RegExp to validate an MVS dataset name

A

anothermindbomb

Hello,

Brand new to RegExp's this afternoon, so forgive the mess I'm about to
present...

I've been trying to write a regular expression to validate an MVS
dataset name - a file, essentially, on an MVS mainframe. The naming
standards for datasets runs like this (straight from the IBM manual,
I'm afraid)...

A data set name can be one name segment, or a series of joined name
segments. Each name segment represents a level of qualification. For
example, the data set name DEPT58.SMITH.DATA3 is composed of three name
segments.
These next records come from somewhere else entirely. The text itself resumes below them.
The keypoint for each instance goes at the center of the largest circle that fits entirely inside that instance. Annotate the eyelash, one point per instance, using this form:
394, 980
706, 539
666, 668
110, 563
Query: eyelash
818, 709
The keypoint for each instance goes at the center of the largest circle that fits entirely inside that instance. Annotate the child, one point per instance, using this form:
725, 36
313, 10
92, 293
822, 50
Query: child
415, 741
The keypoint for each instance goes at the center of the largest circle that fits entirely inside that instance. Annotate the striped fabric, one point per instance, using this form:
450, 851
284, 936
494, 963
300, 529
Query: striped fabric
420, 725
The first name on the left is called the high-level
qualifier, the last is the low-level qualifier.

Each name segment (qualifier) is 1 to 8 characters, the first of which
must be alphabetic (A to Z) or national (# @ $). The remaining 7
characters are either alphabetic, numeric (0-9), national, or a hyphen
(-).

The period (.) separates name segments from each other. Including all
name segments and periods, the length of the data set name must not
exceed 44 characters. Thus, a maximum of 22 name segments can make up a
data set name.

So, SYS1.ISPPLIB is perfectly ok, 6TEST.FILE is bad (due to the leading
'6'), PROD.DATASET.D230206 is fine and TEST.QUALIFIED.DATASET is bad
(QUALIFIED > 8 characters)

So far, I've come up with a ^([A-Z#@\$]{1}[\w#@\$\-]{1,7})
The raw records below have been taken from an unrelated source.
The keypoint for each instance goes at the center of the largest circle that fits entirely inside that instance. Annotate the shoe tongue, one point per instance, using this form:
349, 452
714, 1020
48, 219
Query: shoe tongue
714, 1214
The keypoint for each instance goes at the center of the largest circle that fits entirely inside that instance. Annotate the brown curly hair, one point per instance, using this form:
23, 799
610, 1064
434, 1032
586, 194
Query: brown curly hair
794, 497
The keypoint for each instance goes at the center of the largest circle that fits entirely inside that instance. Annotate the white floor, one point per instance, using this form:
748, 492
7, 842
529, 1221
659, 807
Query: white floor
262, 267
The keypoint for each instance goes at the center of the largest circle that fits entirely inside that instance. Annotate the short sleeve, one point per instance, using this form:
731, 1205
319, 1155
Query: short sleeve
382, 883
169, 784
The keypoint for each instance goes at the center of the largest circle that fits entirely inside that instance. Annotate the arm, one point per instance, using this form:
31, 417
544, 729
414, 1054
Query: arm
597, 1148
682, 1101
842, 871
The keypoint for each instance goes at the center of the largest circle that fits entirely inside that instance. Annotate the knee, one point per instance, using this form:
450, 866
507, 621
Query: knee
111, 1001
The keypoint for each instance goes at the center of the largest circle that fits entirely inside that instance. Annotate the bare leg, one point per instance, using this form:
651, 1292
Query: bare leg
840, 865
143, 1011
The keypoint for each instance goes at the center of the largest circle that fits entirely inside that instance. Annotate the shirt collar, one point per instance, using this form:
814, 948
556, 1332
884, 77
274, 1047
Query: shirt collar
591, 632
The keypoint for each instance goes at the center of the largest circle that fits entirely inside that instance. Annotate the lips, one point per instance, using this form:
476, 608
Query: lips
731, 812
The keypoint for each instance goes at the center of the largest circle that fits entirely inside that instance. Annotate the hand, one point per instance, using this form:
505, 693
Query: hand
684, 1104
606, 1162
^([A-Z#@\$]{1} / # deal with the first character being alpha or
national
[\w#@\$\-]{1,7}) # followed by up to 7 characters for the rest of
the first qualifier.

I now need to possibly match a period and then the rules for the first
qualifier all over again (hence the brackets in my existing regexp).
How do I do it?

If I code ^([A-Z#@\$]{1}[\w#@\$\-]{1,7})\. to match the period how can
I referback to the rule I've just written to say "and there may be some
more of this lot coming up"... I've been playing with "The RegExp
Coach" (http://weitz.de/files/regex-coach.exe) to experiment and test
my musings but when I attempt to code a \0 to refer to the capturing
group I've just made, it doesn't seem to do what I expect. I'm assuming
that's because what I'm expecting is utterly incorrect!

BTW, I'm not concerned about checking the length of the string I'm
matching being less than 44 characters (I don't know if that's even
possible in a regexp!) - I can do that outside of this bit of code.
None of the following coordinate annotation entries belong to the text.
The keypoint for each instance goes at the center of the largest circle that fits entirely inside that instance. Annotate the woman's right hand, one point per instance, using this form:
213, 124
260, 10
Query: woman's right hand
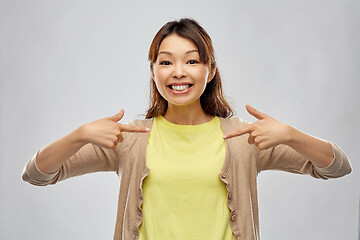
107, 132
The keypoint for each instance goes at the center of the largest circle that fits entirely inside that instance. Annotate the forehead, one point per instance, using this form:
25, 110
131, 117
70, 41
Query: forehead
175, 43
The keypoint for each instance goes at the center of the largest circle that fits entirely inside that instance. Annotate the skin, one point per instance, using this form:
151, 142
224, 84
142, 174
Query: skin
179, 62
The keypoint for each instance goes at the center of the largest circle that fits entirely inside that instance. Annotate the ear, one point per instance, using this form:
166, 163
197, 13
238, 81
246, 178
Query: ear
152, 72
212, 74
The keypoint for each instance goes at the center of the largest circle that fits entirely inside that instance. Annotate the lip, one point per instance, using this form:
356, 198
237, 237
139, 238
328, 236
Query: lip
179, 83
179, 92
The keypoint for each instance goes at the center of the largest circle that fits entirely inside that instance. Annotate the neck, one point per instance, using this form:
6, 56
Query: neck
187, 115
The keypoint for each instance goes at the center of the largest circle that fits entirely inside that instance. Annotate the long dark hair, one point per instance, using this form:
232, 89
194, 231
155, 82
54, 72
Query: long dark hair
212, 100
I have a feeling that what I'm attempting to do isn't particularly
hard, but I'm struggling to make further progress after matching the
first part of my string... a prod in the right direction, rather than a
solution would be most welcome - I'd like to learn how to work this out
for myself rather than have someone present me with the answer.

Cheers,

Steve,.
 
A

A. Sinan Unur

(e-mail address removed) wrote in @e56g2000cwe.googlegroups.com:
A data set name can be one name segment, or a series of joined name
segments. Each name segment represents a level of qualification. For
example, the data set name DEPT58.SMITH.DATA3 is composed of three
name segments. The first name on the left is called the high-level
qualifier, the last is the low-level qualifier.

Each name segment (qualifier) is 1 to 8 characters, the first of which
must be alphabetic (A to Z) or national (# @ $). The remaining 7
characters are either alphabetic, numeric (0-9), national, or a hyphen
(-).

The period (.) separates name segments from each other.
....
So, SYS1.ISPPLIB is perfectly ok, 6TEST.FILE is bad (due to the
leading '6'), PROD.DATASET.D230206 is fine and TEST.QUALIFIED.DATASET
is bad (QUALIFIED > 8 characters)

I would split the name into individual segments, and check if each
segment is valid:

#!/usr/bin/perl

use strict;
use warnings;

use constant MAX_DATASET_NAME_LENGTH => 44;

DATASET_NAME: while ( my $name = <DATA> ) {
chomp $name;
next DATASET_NAME unless length $name
and length $name < MAX_DATASET_NAME_LENGTH;

my @segments = split m{ \. }x, $name;
my $valid_segments = 0;

SEGMENT: for my $segment ( @segments) {
if ( $segment =~ m{ \A [A-Z][A-Z0-9]{0,7} \z }x ) {
++$valid_segments;
} else {
last SEGMENT;
}
}

if ( $valid_segments == @segments ) {
print "VALID: $name\n";
}
}

__DATA__
SYS1.ISPPLIB
6TEST.FILE
TEST.QUALIFIED.DATASET
PROD.DATASET.D230206
 
E

Eric Schwartz

Brand new to RegExp's this afternoon, so forgive the mess I'm about to
present...

You've done better than many already by providing a useful description
of your problem and some sample code.
I've been trying to write a regular expression to validate an MVS
dataset name - a file, essentially, on an MVS mainframe. The naming
standards for datasets runs like this (straight from the IBM manual,
I'm afraid)...

Taking a page from the Perl Best Practises course I took from Damian
Conway a while back, I'm going to build up your regex as a series of
smaller ones. This is helpful because it's often easy to describe
little parts, and how those parts come together to form big pieces,
but often you can get lost in trying to view the trees for the forest
if you'll excuse the horrible metaphor.

I'm also going to re-order your paragraphs a bit to allow for
graduated understanding.
Each name segment (qualifier) is 1 to 8 characters, the first of which
must be alphabetic (A to Z) or national (# @ $). The remaining 7
characters are either alphabetic, numeric (0-9), national, or a hyphen
(-).

From that description, a segment looks like:

my $SEGMENT = qr/ [A-Z#@$] # matches all legal first chars

(?:[-A-Z\d#@$]) # use non-grouping parens (?:) to
# match valid characters for
# non-first chars.

{0,7} # Allow from 0 to 7 of non-first chars.

/x;
A data set name can be one name segment, or a series of joined name
segments. Each name segment represents a level of qualification. For
example, the data set name DEPT58.SMITH.DATA3 is composed of three name
segments. The first name on the left is called the high-level
qualifier, the last is the low-level qualifier.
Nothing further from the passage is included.